Lake tails

Tahoe Tessie

Tahoe Tessie, our beloved glacier-lake’s monstrous inhabitant, has long been an interest for both locals and visitors. Some say she is a cousin of Scotland’s Loch Ness Monster, others say she is the last remaining creature of an otherwise extinct species. The Washoe have their own legends of an ancient creature in the lake that feasts on those who get too close to shore.

Regardless of Tessie’s beginnings, however, one thing remains clear: the mystery surrounding her scaly being is not soon to be forgotten. Tales of lake monsters in Northern Nevada are many and surprisingly similar. Cecil the Serpent is Walker Lake’s resident creature-of-the-deep, and Pyramid Lake has a shape-changing serpent of Paiute legend that is said to prowl the depths—along with mermaids—and kill unsuspecting fisherman every spring.

These stories were first written down in the mid-1800s. Settlers were beginning to move into the unclaimed West. Stories of the massive serpents began to surface in Northern Nevada. Newspapers began printing the tales, leading to an almost (possibly delighted) panic throughout the territories.

In 1868, a man named Reuben Strathers wrote the Esmerelda Union in Aurora claiming he and a friend had killed one of the lake monsters. He told the paper the creature had a head of a crocodile, front feet near the neck, and a “monstrously long” tail. It was covered in scales that glistened in the morning sun.
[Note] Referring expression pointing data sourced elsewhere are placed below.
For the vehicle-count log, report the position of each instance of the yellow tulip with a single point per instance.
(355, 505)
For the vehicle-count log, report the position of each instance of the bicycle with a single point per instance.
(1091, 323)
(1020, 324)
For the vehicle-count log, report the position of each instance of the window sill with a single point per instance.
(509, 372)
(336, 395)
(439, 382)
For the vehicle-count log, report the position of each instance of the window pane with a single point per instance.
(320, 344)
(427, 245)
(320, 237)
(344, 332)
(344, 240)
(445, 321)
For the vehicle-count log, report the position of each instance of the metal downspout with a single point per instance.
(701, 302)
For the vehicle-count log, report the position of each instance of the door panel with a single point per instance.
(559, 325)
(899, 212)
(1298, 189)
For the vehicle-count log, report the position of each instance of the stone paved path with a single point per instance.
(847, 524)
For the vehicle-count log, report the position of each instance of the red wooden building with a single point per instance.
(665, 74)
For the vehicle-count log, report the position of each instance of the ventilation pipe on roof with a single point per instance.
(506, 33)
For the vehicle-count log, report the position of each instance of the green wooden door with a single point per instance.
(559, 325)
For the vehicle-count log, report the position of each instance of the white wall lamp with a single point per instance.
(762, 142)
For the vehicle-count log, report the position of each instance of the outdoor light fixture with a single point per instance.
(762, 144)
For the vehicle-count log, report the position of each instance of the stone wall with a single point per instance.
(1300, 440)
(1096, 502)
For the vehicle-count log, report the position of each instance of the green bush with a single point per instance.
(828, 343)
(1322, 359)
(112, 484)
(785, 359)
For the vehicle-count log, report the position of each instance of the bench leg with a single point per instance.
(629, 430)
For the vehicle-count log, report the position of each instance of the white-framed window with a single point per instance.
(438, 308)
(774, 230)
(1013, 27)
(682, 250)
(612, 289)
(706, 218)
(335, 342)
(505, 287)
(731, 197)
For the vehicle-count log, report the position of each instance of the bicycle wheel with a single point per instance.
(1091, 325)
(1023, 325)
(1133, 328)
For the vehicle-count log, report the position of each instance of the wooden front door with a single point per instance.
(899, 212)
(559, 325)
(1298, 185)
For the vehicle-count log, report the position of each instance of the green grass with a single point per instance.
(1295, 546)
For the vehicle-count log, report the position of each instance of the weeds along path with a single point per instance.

In 1907, the Washington Herald reported two men, Don Cornelison and John McCorry had been fishing a mile from the shore when they spotted the serpent.

“Cornelison says that at first sight he took the serpent for a man in a skiff, and when it disappeared for a moment he thought the boat had capsized, and rowed toward the spot, when it suddenly reappeared, giving them a good view of its proportions, which they estimated to be about thirty feet in length and six feet across the back,” wrote the Herald.

In 1934, the Mineral County Independent claimed that there were underground springs feeding into the lakes that joined them together in an underground passage, allowing the monsters to travel freely from lake to lake, wreaking havoc.

A bizarre report in the Goldfield Tribune circulated the story that on the shores of Walker Lake, two of the serpents fought in the waters so savagely that spectators gathered on the shores to watch. The serpents then moved onto the shore, and one was killed. The champion then sunned itself on the shore before returning to the water. It was reported that eyewitnesses claimed the serpent’s body was around 70 feet long.

Monster descriptions varied with some specific similarities between them. What is decidedly up for question is the length. Some people who have claimed seeing the monster describe it as being 15-feet-long, others say several hundred feet.

What is similar throughout the majority of supposed-sightings, however, is that the monsters don’t move from side to side, but rather up and down like water mammals, and they have smooth skin despite having reptilian features.

Tessie’s black humps or snout-nosed face have allegedly been seen, and a few extremely blurry, grainy photos have surfaced as “proof.” She is said to reside in an underwater cave beneath Cave Rock and hunts for trout and every once in awhile, an unlucky swimmer or fisherman.

In the ’80s, Tessie was also brought into the spotlight as a happy green dragon-like creature in a series of children’s books, where all mysterious monsters eventually end up.